Moll was well connected in the intellectual circles of his time and drew his influences from a range of scholars. The Neo-Kantian philosopher Eduard von Hartmann was an important influence on Moll's psychology, especially his concept of the unconscious. Another Neo-Kantian philosopher and physician, Max Dessoir, was an important collaborator for Moll, especially with their shared interest in hypnosis, parapsychology and occultism. Finally, Moll's interest in and approach to sexology was strongly influenced by the research of Richard von Krafft-Ebing on sexual pathology. With his own work on sexology, Moll had a strong influence on the pioneer of British sexology, Havelock Ellis. Dessoir and the Berlin philosopher Georg Simmel advised Moll when he wrote his book on medical ethics, Ärztliche Ethik (1902).

However, Moll was also a controversial figure. In professional politics he had the reputation of a tough negotiator, and he was known for his self-righteous behavior. Moll fought ferocious academic battles with his colleagues on numerous occasions. During his professional life Moll repeatedly criticized Sigmund Freud, whom he also disliked as a person, and his psychoanalysis, which he fundamentally rejected. Another of Moll's long-term feuds was with the sexologist Magnus Hirschfeld, whom he regarded as a charlatan who was using unscientific methods.

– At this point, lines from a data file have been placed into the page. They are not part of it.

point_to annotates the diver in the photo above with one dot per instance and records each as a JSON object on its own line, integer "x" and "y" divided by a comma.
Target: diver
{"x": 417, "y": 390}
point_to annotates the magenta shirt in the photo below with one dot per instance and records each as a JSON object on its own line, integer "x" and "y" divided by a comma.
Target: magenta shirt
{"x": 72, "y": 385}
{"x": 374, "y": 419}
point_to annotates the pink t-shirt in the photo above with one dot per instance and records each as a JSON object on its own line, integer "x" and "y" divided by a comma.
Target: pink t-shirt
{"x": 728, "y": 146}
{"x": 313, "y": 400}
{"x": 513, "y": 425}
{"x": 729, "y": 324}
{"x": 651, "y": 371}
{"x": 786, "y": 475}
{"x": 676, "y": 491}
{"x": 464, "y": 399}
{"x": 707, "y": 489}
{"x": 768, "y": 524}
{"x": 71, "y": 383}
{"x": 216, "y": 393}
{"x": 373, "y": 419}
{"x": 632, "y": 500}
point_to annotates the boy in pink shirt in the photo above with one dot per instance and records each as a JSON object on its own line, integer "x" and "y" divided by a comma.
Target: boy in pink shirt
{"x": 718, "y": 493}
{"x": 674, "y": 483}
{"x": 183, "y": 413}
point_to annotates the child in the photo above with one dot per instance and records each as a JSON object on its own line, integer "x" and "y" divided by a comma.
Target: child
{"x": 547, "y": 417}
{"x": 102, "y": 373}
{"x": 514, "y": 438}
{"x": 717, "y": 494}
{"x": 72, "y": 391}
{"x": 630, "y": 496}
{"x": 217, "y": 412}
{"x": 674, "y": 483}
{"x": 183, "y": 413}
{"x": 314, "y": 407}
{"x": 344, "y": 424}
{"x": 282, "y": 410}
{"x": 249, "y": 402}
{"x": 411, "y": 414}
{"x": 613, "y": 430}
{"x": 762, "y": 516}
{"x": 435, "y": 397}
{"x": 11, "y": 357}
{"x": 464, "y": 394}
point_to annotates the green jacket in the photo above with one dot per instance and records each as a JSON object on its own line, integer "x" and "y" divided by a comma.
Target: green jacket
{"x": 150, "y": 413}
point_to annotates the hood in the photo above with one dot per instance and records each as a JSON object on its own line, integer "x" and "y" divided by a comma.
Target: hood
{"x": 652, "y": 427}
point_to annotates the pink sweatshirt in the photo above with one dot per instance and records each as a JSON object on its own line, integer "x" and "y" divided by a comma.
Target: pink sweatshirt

The German-nationalist Moll disdained Hirschfeld for his social democratic views. He did not shy away from denouncing Hirschfeld when the latter had to emigrate from Nazi Germany. Although a converted Jew, Moll himself refused to leave Germany. Nevertheless, he lost his licence for medical practice and found it almost impossible to publish. An exception were his memoirs Ein Leben als Arzt der Seele (1936). Moll died on 23 September 1939, ignored by his German colleagues and almost unnoticed by the international scientific community.

Our project of a modern biography of Albert Moll as an integrative figure in the culture of fin-de-sciècle metropolitan medicine responds to a recent resurgence of interest in him within medical psychology, sexology, ethics, and Jewish history. While Holger Maehle enters this new study on the basis of his current work on medical ethics in Imperial Germany and (together with Sebastian Pranghofer) on the history of medical confidentiality, Lutz Sauerteig comes to it from his research on the history of sexuality and venereal disease. The research for this biographical project is funded by the Wellcome Trust.